But first, let’s go back to where it all began. Pete Gallivan introduces us to the pioneers of Buffalo’s Black history. America. It is to thee. Thou boasted land of liberty. It is to thee. I raise my song. Thou land of blood and crime and wrong.
Those are the words of a Buffalo Barber named James Monroe Whitfield who in 1853 became Buffalo’s first published black author. His poem, America took the Nation to task over the issue of slavery. Just a few years before that another Queen City Barber was bringing his anti slavery message to the stage.
In 1845 David Paul Brown’s production took the stage at the Old Eagle Street Theater. Making Brown our first black playwright. Yes. A number of African Americans wrote their own history. Breaking Buffalo’s color barrier. Well, I think it takes kind of a pioneering spirit to um you know,
To go out and not conquer necessarily but to overcome barriers and obstacles. But as historian Doctor Barbara Neg Gold points out that while some were making history, others were writing her story, one such groundbreaking woman was Eva Bateman Knowles, who in 1936 became the first African American woman
To be trained in Buffalo as a nurse. In fact, a number of years ago in an interview, MS Knowles told to on your side how it all came to be, I applied on a dare and the hospital was Buffalo City Hospital, which today is EC MC. Now,
She knew at that point in time that black women’s career choices were very limited and that very often in looking at her parents and her mother, in particular, that black women had to look forward to jobs in housekeeping, you know, cooking and she didn’t want those kinds of jobs.
She wanted to have something else different. She knew being a very bright woman that there are other things that she could do.

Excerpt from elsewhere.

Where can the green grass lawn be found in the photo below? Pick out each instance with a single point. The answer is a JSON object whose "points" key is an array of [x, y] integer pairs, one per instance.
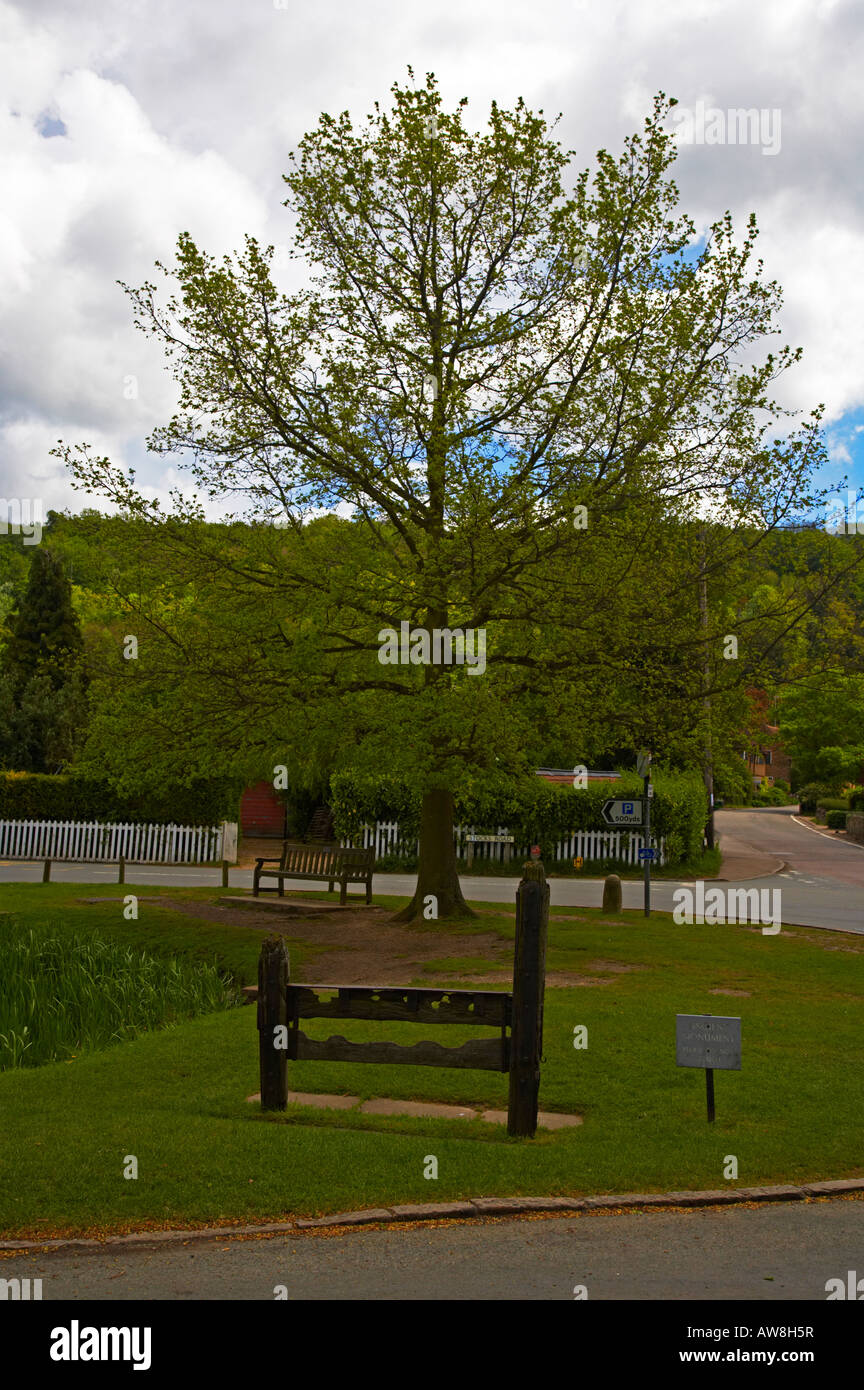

And so she decided she’d take the dare and she’d go and apply. And then she did, she got in and boy, did she make the most of that opportunity?
She became a registered nurse, then a nursing educator and ultimately director of nursing at Buffalo’s world renowned Roswell Park. Did she look at herself as a pioneer? I think she probably did. And a reason I say that is that she kept every single piece of, um, correspondence
Of certificates that she earned from high school. She was really involved in the Red Cross and she was involved all her life, but she kept all of those things. So when, um, she did finally retire, you know, she lived until she was 96.
She donated all of those materials to the University of Buffalo Archives, which has them now. So she had a sense of her own history and what she wanted to leave to make sure that people didn’t forget her. She also became an author, celebrating other notable Black Buffalos from
Aretha Franklin who lived here until she was eight and even sang in the choir at Friendship Baptist Church to Jazz, Great Grover Washington Jr. Her main point in documenting these greats in her book, Buffalo’s Blacks, Talking Proud is to accentuate how she too lived her life. Look for other jobs to do
And if you qualify for something, do it, the words that echo through the actions of even Knowles and so many others that fought so hard for equal opportunities.